Hi folks, and welcome to edition 10 of 3 Books Weekly.
I’m super pleased that today we have artist and writer James Bridle sharing his book recommendations. James is also an essayist, and his website is well, well worth a few hours digging and reading.
Bookshop news: Machine Supply has a new home! For the next month, we’re being hosted by Hachette in their new HQ on the Thames in London. Everyone’s welcome to visit. Opening hours and a photo are over here. It’s awesome of Hachette to host like this. (If you’re in London and could host Machine Supply in June, drop me a note!)
Let’s get straight to the books. Happy Friday all.
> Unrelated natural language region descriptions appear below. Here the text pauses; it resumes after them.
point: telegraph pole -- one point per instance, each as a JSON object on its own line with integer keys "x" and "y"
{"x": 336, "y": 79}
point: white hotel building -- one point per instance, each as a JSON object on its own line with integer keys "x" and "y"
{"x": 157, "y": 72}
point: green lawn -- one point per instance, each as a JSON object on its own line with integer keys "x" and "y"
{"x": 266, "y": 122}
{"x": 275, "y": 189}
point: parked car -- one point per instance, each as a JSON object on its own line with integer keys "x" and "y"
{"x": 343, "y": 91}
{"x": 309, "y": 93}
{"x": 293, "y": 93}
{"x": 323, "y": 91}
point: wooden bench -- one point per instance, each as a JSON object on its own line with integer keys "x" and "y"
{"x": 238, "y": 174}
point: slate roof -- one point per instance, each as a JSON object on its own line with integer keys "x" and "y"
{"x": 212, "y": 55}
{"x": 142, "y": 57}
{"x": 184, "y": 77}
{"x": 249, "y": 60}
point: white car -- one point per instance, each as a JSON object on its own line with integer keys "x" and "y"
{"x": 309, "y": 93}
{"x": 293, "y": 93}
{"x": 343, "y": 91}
#1. The Argonauts, by Maggie Nelson
Maggie Nelson is an American poet, critic, and essayist, whose work often combines elements of all three to beautiful and powerful effect. In “The Argonauts” she writes about and through her own experience of queer motherhood and family, and her relationship with her trans partner and community. The result is never less than visceral and lyrical. Bodies are twisted by sex, transformed by hormones, bruised and birthed, and intertwined with theory, quotes, memoir and art history. For Nelson, the body and the word are always in a process of becoming, full of reference and history, but also capable of forging their own identity and new, startling presence in the world.
#2. A Prehistory of the Cloud, by Tung-hui Hu
‘The cloud’ is one of today’s most pervasive metaphors: a universal utility, providing computation, connection, and storage on demand, while also threatening privacy, international law, and personal agency. In this ‘prehistory’, Hu thoughtfully explores both the physical infrastructure of the cloud - the millions of computers, cables, and datacentres distributed around the world - and its metaphysical implications. As we become ‘users’ of computers, a process which started with 1960s time-sharing technology, we also become modern ‘subjects’: expressing ourselves through social contribution and media production, tracked and tagged whatever we do. The cloud is one expression of modernity itself: the promise of individual freedom and creative expression, bound by a Faustian pact with vast and often hidden powers.
#3. Round the Bend (Vintage Classics), by Nevil Shute Norway
Nevil Shute is best known for the apocalyptic “On the Beach” and the romantic “A Town Called Alice”, but he also wrote a number of novels based on his day job as an aeronautical engineer. In “No Highway”, the unassuming air crash investigator Theodore Honey battles powerful corporate interests to ground a fleet of unsafe early jet planes, winning the heart of an air hostess and a Hollywood star along the way. “The Trustee in the Toolshed” tells the story of an engineer and model-maker who travels half way round the world to secure his niece’s inheritance, learning to fly and sail en route. But “Round the Bend” is perhaps the strangest: against the background of post-war aviation and the birth of the Persian Gulf oil industry, a young flight engineer starts a new religion based on aircraft maintenance, inspiring thousands of followers across the Middle East and Asia. Schute blends science with a personal mysticism - and takes a strong stand against Imperial racism and intolerance.